Interactive config mode transcript capture.
Error marker detection.
Device-family-specific commit handling safeguards.

3.6 Parser Layer

show_version
show_bgp_summary
generic parser for unknown formats

This is critical for turning terminal output into machine-usable telemetry.

3.7 Skills and External Integrations

Implemented multiple SKILLs show the extensibility model:

Notification: sends workflow outcomes in notification, tokenized safely and many more

4. Agentic Model

Even without a complex distributed agent mesh, this repo follows clear agentic role separation:

Planner role: converts prompt intent into an execution plan.
Policy role: validates whether operation is read or write and enforces rules.
Executor role: runs device operations over controlled transport.
Analyzer role: parses and summarizes outputs.
Notifier role: publishes outcomes to collaboration channels.

This role separation gives the benefits of agentic systems while remaining operationally deterministic.

5. MCP-Style Integration Pattern

The system already behaves in an MCP-compatible pattern:

Tool executions are represented as structured operation events.
JSONL logs capture normalized fields for downstream tooling.
Single-operation traces demonstrate predictable machine-readable outputs.

Example event shape:

{
  "timestamp": "2026-04-01T17:26:07Z",
  "device": "<DEVICE_NAME>",
  "command": "show version",
  "success": true,
  "elapsed_seconds": 1.8,
  "parser": null,
  "error": ""
}

This contract-style output is what makes future connector/MCP expansion straightforward.

6. Guardrails Deep Dive

This is the core strength of the platform.

6.1 Read-Only Enforcement

Allowed prefixes only (show, display, get, etc.).
Blocks write/control verbs in read mode.
Blocks command chaining (;, &&, ||, substitutions).

6.2 Write Gating

Config changes only through dedicated write script.
Full configuration plan shown before execution.
Human-in-the-loop approval flow.
Explicit apply token required.

6.3 Destructive Action Controls

Detects high-risk patterns (reload, write erase, etc.).
Requires explicit destructive override when needed.

6.4 Auditability

Every operation is logged with timestamp, target, command, result, duration.
Large payloads stored in file artifacts; logs retain references.
Enables post-incident forensics and compliance review.

6.5 Secret Hygiene

SKILL-level token storage in protected .secrets paths.
Reusable secure token handling without exposing secrets in prompts.

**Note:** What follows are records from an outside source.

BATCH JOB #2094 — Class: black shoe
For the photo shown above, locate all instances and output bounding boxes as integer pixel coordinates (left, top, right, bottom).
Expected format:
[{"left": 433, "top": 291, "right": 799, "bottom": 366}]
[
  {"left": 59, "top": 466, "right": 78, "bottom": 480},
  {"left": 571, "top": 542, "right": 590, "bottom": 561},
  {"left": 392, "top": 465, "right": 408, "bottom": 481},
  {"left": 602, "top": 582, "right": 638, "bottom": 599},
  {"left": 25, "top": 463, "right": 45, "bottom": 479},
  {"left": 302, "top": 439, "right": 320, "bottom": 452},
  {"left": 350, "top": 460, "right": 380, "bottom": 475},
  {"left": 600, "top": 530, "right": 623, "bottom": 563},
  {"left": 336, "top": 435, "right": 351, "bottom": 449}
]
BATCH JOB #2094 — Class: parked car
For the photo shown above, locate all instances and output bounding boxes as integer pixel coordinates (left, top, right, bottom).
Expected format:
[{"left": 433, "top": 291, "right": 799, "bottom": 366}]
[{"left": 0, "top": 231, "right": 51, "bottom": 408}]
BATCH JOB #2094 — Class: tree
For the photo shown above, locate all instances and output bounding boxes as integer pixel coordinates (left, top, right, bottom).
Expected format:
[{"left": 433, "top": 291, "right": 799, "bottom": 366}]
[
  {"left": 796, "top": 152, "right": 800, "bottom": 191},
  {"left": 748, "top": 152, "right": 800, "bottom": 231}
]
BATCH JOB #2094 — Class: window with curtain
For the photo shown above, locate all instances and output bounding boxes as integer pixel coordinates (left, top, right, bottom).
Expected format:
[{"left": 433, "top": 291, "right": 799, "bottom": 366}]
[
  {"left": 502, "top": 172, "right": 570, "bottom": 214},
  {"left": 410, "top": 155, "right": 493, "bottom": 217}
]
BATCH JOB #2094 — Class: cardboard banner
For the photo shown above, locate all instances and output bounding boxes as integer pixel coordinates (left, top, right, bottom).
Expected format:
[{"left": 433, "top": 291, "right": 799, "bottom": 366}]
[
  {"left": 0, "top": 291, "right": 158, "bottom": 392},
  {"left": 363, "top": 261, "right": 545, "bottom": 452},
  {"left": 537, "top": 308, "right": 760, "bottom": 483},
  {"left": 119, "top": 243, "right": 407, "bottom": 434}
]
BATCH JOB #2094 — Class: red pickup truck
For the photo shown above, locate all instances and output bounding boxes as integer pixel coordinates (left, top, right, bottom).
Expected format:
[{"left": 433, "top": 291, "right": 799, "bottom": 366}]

7. Technical Workflows (Examples)

7.1 Read-Only Multi-Device Check

python3 fetch_script.py \
  --devices ALL \
  --cli-command "show version" \
  --parser show_version \
  --assume-yes

Outcome:

Safe command fan-out.
Structured version/uptime extraction.
Per-device audit trail.

7.2 Controlled Config Push

Preview phase:

python3 config_push_script.py \
  --devices R11 \
  --config-command "interface TenGigE0/0/0/0" \
  --config-command "description LINK_TO_CORE" \
  --preview-only

Apply phase after approval:

python3 config_push_script.py \
  --devices R11 \
  --config-command "interface TenGigE0/0/0/0" \
  --config-command "description LINK_TO_CORE" \
  --apply APPLY

Outcome:

No accidental writes.
Human-approved, auditable change path.

7.3 Alerting Integration

Alerts runs periodic checks and sends notifications only when failures occur, reducing alert noise while preserving operational visibility.

8. Why It Is Easy to Integrate

Adoption is intentionally low-friction:

One-time setup installs dependencies.
Populate list of devices
Start with read-only prompts and commands.
Add SKILL packages by folder copy convention.
Extend parsers or playbooks incrementally.

No complex platform rewrite is required. Teams can start with immediate operational value and scale gradually.

9. Enterprise Value

This approach delivers practical gains:

Faster operator workflows with natural language entry.
Lower risk via strict mode separation and apply gating.
Better reliability through standardized execution and retries.
Better compliance via immutable operation logs.
Better extensibility via modular SKILL and connector pattern.

Conclusion

This project demonstrates that AI-driven network operations do not need to trade safety for speed.

By combining guardrails, explicit write controls, structured telemetry, and modular SKILL integration, it creates an automation platform that is both technically rigorous and easy to operationalize.